A second significant challenge was Bar’s direct database access, a consequence of the shared schema. Numerous queries within Bar involved JOINs directly to the PRODUCT table or its related tables. This, too, represented an anti-pattern and would be unsustainable after switching to the new ProductAPI service.

To address this, we systematically refactored Bar’s codebase to route all Product-related data access through the ProductService abstraction layer. The common pattern that emerged involved a Bar service layer first fetching its own Bar-specific domain objects via its repository layer. It would then determine what Product data was needed and subsequently fetch that information using the ProductService abstraction layer, effectively orchestrating data from both sources.

Gradual Switchover to the ProductAPI

With the Bar codebase now entirely decoupled from direct database queries for Product-related data, and our ProductDto and related DTOs cleaned of all internal database identifiers, we were finally ready to introduce a second implementation of the ProductService interface representing our new modern supplier.

This new implementation, aptly named ProductApiServiceImpl, was designed to fetch Product data from the external ProductAPI via its HTTP REST interface. Since the ProductAPI provided an OpenAPI description, we were able to leverage this to automatically generate a robust Java client. This generated client was then injected into ProductApiServiceImpl and further enhanced with Resilience4j features, including circuit breakers and retry functionality, to gracefully mitigate network transient errors and prevent API overload. As before, MapStruct played a vital role in seamlessly converting the data from the generated ProductAPI client classes into our established ProductDto objects.

At this juncture, we had two distinct implementations of the ProductService interface. The existing FooProductServiceImpl (using the old Foo internals) was designated as the default using Spring’s @Primary annotation. To manage the gradual transition, we began switching Bar’s services, one by one, to utilize the new ProductApiServiceImpl by selectively injecting it using Spring’s @Qualifier annotation. This allowed for fine-grained control over which parts of Bar began consuming data from the new API, enabling a safe and incremental cutover.

Quality Verification

When working with critical software that demands 24/7 on-call support, investing in rigorous quality verification is paramount. We were undertaking large-scale changes to the very core of the Bar application, and while most pull requests were of a manageable size, some were substantial. In total, this effort spanned over a hundred Jira issues. The pressing question was: how do we thoroughly verify quality to prevent those dreaded late-night calls to the on-call duty officer?

Our strategy, beyond maintaining good overall test coverage in new code, encompassed feature flags, A/B testing with result verification, and performance testing. We leveraged feature flags to dynamically switch between old and new implementations, for instance, during the migration from database identifiers to business-oriented ones. This mechanism provided a rapid rollback capability in production if any issues emerged, greatly reducing risk.

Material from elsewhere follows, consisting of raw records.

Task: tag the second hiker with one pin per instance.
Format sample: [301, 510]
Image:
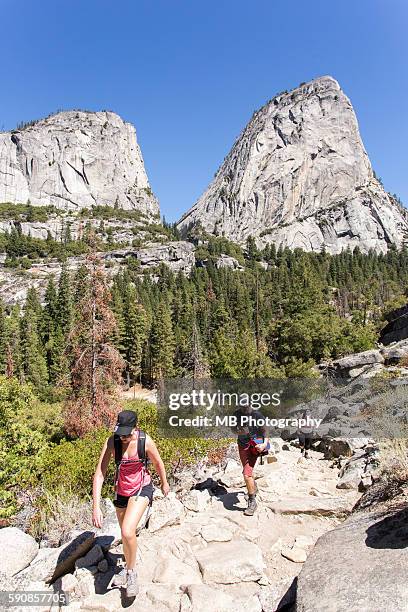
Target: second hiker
[252, 443]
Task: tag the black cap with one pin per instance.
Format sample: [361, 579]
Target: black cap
[127, 420]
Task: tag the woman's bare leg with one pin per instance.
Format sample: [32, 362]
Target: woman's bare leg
[135, 508]
[120, 513]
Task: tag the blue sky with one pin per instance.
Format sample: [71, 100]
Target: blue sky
[189, 74]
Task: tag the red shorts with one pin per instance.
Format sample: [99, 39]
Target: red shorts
[248, 460]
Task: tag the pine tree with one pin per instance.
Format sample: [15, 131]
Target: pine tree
[33, 362]
[64, 301]
[161, 343]
[135, 334]
[3, 339]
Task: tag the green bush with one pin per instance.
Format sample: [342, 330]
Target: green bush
[72, 463]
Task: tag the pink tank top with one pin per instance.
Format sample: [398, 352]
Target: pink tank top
[132, 475]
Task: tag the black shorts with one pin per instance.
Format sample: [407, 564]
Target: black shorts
[121, 501]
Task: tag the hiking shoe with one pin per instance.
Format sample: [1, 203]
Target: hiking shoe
[246, 495]
[120, 579]
[132, 587]
[252, 506]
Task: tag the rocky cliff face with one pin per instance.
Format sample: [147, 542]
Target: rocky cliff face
[75, 160]
[299, 176]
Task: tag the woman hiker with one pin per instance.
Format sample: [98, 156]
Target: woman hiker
[252, 441]
[133, 488]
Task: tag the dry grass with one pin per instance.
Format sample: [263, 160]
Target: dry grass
[389, 426]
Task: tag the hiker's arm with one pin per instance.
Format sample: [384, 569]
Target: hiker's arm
[154, 456]
[98, 479]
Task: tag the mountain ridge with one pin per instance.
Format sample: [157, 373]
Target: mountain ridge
[73, 160]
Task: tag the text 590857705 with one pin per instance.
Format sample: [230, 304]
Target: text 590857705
[9, 599]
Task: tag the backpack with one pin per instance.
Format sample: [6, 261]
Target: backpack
[141, 450]
[259, 440]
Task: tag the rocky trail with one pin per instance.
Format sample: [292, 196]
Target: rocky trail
[200, 552]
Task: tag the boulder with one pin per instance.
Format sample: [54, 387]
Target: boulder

A/B testing with result verification proved to be another heavily utilized technique. For this, we relied on a custom implementation that was fortunately already available. Our team had previously developed this robust testing facility during an earlier migration from legacy Hibernate code. This A/B testing facility was designed to always return the result of the existing implementation, while simultaneously executing the new implementation and verifying its results against the old. We could precisely control the percentage of requests that executed the new implementation, mitigating potential high-load issues. The facility also supported custom verifiers, which proved essential since simple equality verification wasn’t always feasible. We conducted A/B testing in both our test environments and in production. Once we gained sufficient confidence that no discrepancies existed between the old and new implementation results, the A/B testing harness could be safely removed from the codebase.

A/B testing flow

For performance testing, we already utilized Locust to simulate the load of tens of client applications. While we didn’t specifically performance-test each new implementation in isolation, we rigorously checked for any regressions in overall performance test results between release candidates.

In addition to verifying functional correctness, our A/B testing facility also proved invaluable for performance analysis. By logging the execution times for both old and new implementation calls, we could meticulously inspect differences in performance. Given that the old implementation relied on direct database access while the new one fetched data over HTTP from an external service, inherent differences in access methods were expected. We observed a mixed bag: some data fetches were surprisingly faster with the ProductAPI implementation, particularly when the old SQL query was complex. However, others — especially for simple SQL queries fetching small datasets — were significantly slower through the ProductAPI. This disparity immediately highlighted the need for a caching solution to prevent Product data access from becoming a performance bottleneck. We began with a simple in-memory cache for each server instance, strategically caching frequently accessed Product instances. This foundational cache is designed for potential future migration to more robust solutions like Redis/Valkey, if needed. Furthermore, we identified opportunities for HTTP-level caching for larger datasets from the ProductAPI, and in some cases, we even refactored data access patterns to proactively gain performance benefits during the migration.

Where We Are Now

We’ve successfully introduced the ProductAPI-based implementation into production for a significant portion of Bar services. While a few issues were inevitably discovered only in production, our robust A/B testing facility proved invaluable. These issues were promptly identified via production logging and monitoring, and crucially, as the facility always returned results from the old implementation, there were no visible problems or service interruptions for our clients.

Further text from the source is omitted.